Wir packten uns ein paar Sachen zusammen und glitten in die Tiefe des Dschungels hinein. Zu Anfang hatte mir die Größe, das Unbekannte Angst gemacht. Doch mittlerweile war ich so oft hier gewesen, dass es schon beinahe vertraut erschien. Und dennoch hatte ich ein ungutes Gefühl bei dieser Sache. Wie viel wussten wir schon von dieser Insel? Hatten wir es uns tatsächlich gut überlegt? Klar, wir waren nicht das erste Mal auf der Suche nach Jared und waren damals sogar noch unerfahrener gewesen. Dennoch war es leichtsinnig.

„Glaubst du, dass Jared sich einen Spaß mit uns erlaubt?", fragte ich Ira irgendwann, als ich es nicht länger für mich behalten konnte.
Seine Antwort war klar und deutlich. „Nein", sagte er. „Das würde er nicht tun. Und er würde es auch kaum schaffen können. Hast du ihn dir angesehen? Er ist krank, Liv."
Ich dachte eine Weile über seine Worte nach. „Es gäbe noch eine Möglichkeit", sagte ich dann.

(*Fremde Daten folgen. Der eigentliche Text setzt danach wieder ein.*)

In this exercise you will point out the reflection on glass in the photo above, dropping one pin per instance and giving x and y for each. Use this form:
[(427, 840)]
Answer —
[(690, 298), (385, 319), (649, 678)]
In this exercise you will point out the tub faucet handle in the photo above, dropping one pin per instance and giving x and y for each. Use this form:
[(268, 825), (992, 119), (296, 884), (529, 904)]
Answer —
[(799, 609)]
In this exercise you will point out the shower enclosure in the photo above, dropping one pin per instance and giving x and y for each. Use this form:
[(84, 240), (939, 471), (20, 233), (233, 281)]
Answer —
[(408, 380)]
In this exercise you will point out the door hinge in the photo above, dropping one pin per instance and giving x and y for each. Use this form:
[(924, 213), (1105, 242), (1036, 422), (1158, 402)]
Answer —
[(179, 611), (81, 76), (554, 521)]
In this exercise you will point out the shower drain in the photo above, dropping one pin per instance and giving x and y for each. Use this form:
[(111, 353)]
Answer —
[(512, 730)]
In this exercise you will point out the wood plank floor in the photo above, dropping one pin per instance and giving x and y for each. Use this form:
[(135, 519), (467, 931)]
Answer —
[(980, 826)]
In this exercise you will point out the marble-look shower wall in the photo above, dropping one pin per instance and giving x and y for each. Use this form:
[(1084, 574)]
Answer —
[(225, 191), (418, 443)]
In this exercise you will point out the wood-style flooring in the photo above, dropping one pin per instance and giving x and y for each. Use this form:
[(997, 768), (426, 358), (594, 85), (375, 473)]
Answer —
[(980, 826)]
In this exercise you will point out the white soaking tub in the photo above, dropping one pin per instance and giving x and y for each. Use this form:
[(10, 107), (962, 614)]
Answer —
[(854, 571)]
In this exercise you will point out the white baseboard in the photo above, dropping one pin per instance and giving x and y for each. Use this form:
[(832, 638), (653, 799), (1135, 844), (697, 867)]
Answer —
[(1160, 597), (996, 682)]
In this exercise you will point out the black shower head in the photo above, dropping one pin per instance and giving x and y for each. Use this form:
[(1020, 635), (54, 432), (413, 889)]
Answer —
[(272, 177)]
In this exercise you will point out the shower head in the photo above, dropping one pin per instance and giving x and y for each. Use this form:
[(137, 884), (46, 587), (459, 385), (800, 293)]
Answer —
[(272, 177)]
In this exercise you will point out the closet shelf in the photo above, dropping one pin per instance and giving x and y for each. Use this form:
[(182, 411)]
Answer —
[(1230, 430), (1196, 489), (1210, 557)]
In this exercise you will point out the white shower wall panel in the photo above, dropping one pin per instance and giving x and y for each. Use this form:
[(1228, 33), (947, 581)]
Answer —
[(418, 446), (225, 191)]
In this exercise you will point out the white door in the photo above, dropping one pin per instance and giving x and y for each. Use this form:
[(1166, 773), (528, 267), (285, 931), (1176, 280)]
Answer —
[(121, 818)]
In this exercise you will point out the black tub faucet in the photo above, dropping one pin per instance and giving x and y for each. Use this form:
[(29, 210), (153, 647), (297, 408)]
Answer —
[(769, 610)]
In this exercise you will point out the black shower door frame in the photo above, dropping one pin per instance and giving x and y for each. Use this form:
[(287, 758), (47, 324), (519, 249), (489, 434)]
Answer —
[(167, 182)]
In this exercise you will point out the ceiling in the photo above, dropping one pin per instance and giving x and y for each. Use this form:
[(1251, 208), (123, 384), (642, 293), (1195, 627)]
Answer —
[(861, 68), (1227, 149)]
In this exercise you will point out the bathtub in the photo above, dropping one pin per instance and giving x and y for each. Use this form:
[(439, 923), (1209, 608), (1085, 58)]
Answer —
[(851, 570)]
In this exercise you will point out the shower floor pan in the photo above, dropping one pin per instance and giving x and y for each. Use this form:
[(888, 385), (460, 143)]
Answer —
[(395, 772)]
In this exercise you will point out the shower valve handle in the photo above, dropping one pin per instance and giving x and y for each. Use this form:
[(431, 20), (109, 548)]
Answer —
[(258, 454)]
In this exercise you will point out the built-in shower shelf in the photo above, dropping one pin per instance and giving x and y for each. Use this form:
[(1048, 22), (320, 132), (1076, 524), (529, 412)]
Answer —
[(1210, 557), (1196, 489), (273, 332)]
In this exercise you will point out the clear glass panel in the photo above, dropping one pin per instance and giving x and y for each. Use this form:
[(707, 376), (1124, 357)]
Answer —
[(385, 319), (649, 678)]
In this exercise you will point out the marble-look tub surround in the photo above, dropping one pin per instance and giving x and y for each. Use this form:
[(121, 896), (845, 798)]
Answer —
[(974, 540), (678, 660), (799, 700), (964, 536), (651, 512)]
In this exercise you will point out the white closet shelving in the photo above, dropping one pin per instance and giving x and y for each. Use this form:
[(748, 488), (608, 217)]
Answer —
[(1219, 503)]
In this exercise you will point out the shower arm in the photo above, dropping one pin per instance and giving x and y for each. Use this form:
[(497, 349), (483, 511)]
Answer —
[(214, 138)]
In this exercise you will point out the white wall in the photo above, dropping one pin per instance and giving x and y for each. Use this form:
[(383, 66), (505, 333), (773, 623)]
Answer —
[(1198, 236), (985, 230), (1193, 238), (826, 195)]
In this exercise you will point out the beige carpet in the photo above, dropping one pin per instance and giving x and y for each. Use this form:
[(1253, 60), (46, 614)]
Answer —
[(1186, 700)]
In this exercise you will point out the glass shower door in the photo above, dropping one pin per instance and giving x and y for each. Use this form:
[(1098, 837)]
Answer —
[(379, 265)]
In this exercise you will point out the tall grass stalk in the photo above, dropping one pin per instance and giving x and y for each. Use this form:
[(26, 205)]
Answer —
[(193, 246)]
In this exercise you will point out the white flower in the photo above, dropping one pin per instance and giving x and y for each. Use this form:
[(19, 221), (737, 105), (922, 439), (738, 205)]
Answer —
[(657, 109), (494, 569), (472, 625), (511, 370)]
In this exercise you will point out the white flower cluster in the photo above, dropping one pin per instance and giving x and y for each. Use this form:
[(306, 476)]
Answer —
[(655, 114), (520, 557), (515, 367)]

Ira drehte sich zu mir um und hob eine Augenbraue, als ob er mich jetzt schon für verrückt erklärt hätte.
„Und die wäre?", fragte er, klang aber nicht sonderlich interessiert.
„Vielleicht ist er zum Sterben weggegangen. So wie Hunde es manchmal tun." Dann zerbrach ein gurgelndes Geräusch die tropische Stille. Ira lachte. Und zwar so ansteckend, dass ich selbst grinsen musste.

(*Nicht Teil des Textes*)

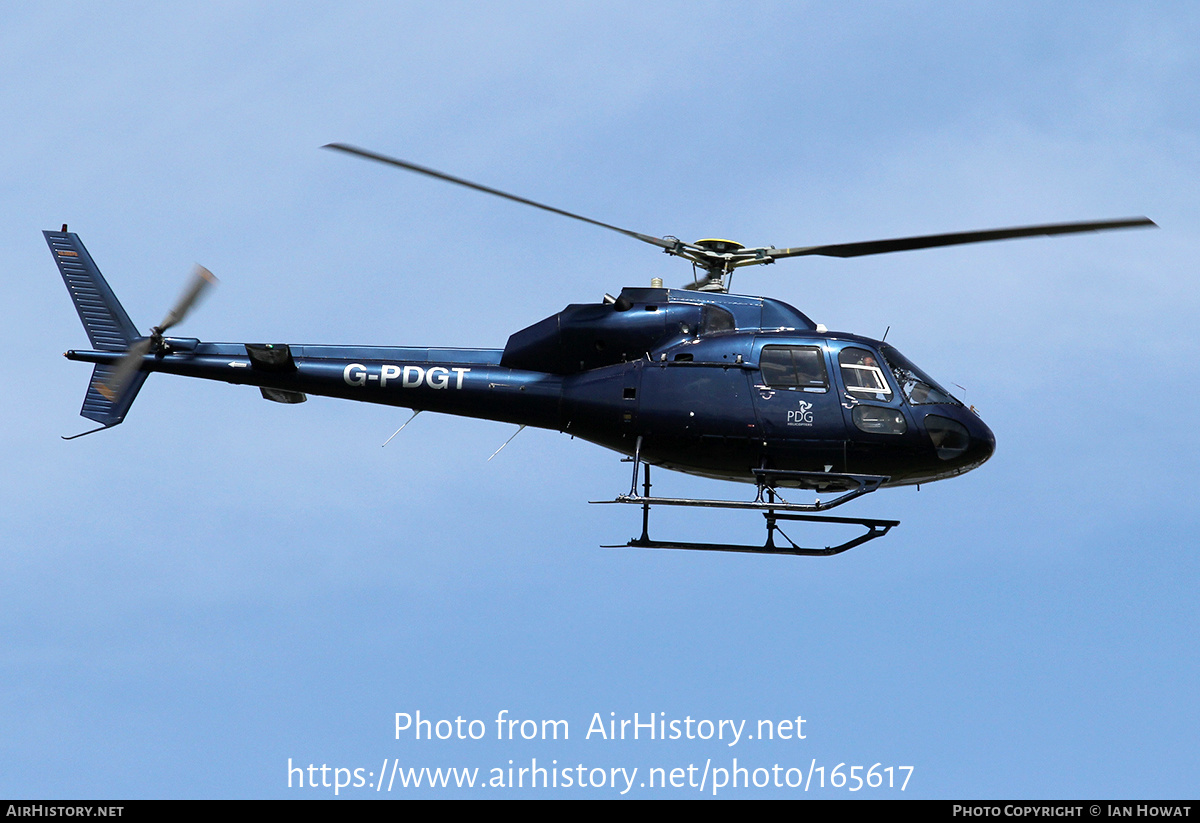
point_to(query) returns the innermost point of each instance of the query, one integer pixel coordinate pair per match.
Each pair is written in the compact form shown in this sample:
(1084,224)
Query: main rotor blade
(959,238)
(439,175)
(202,278)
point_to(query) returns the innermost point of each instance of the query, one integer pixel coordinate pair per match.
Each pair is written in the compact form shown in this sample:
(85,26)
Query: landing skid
(773,508)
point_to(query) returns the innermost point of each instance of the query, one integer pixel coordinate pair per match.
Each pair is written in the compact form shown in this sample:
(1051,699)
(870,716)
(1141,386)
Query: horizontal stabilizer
(109,412)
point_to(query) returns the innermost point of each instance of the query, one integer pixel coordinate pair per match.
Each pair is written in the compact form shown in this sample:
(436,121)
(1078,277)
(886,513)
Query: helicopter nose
(964,440)
(983,442)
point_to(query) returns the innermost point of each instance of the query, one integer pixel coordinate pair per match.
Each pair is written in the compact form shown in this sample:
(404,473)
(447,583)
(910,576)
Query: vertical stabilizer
(108,326)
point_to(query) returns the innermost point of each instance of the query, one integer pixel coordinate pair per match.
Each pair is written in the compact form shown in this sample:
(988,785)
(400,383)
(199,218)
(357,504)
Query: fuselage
(709,384)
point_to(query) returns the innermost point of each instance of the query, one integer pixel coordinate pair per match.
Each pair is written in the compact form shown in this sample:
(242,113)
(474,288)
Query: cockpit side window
(793,367)
(862,374)
(714,319)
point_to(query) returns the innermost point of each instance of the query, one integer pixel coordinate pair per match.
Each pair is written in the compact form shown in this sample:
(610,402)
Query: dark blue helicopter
(694,379)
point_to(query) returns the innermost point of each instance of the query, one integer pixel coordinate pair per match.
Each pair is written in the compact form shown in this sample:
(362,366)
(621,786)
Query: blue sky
(221,584)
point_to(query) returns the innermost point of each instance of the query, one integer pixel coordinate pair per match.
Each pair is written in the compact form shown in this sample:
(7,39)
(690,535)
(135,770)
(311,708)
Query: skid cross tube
(773,509)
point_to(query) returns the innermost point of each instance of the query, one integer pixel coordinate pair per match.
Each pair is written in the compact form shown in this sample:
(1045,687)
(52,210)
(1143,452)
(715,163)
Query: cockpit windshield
(918,388)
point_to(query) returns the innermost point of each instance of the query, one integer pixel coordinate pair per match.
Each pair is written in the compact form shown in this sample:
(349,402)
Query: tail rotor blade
(202,278)
(126,367)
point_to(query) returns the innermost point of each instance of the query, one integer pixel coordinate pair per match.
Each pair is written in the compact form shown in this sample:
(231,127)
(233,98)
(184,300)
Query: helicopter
(696,379)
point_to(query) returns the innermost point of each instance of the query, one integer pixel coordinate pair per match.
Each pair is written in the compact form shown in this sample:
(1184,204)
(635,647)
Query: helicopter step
(773,509)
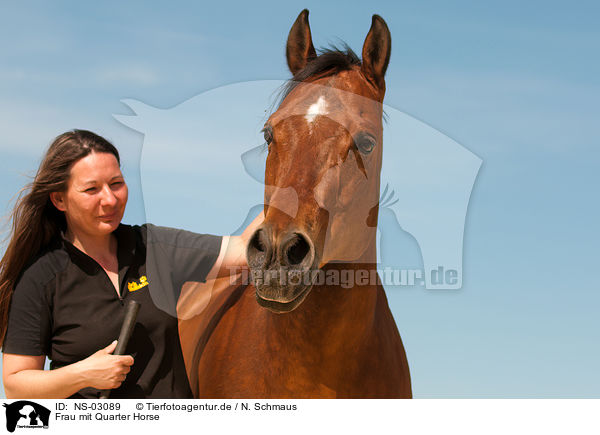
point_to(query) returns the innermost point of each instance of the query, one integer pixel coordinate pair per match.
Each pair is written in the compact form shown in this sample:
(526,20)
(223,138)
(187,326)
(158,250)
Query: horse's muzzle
(281,264)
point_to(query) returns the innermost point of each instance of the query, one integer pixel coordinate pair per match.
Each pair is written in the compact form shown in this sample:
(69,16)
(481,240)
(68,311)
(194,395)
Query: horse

„Er ist kein Hund. So etwas tun Menschen nicht."
Gleichgültig zuckte ich mit den Schultern, während ich versuchte ein paar Blättern auszuweichen. Mein Mund fühlte sich trocken an und ich genehmigte mir einen Schluck Wasser. Am liebsten hätte ich es über meinen Kopf geschüttelt, tat es jedoch nicht. Erst auf der Insel wurde mir so richtig klar, wie wertvoll Flüssigkeit überhaupt war.
„Die einzige Möglichkeit, die mir plausibel erscheint wäre, dass Jared entführt wurde", wisperte er dann. Ich merkte erst einige Sekunden später, dass ich zitterte.
„Wer soll ihn schon entführt haben?" Ich versuchte meine Frage möglichst gleichgültig klingen zu lassen.
„Es könnte doch sein, dass sein jetziges Verschwinden und das am Anfang zusammenhängt", redete er weiter, ohne auf mich einzugehen.

„Und wie sollte das funktionieren?"
Plötzlich blieb Ira stehen und sah mir fest in die Augen. „Was, wenn die Insel mehr Geheimnisse in sich trägt, als wir angenommen haben?"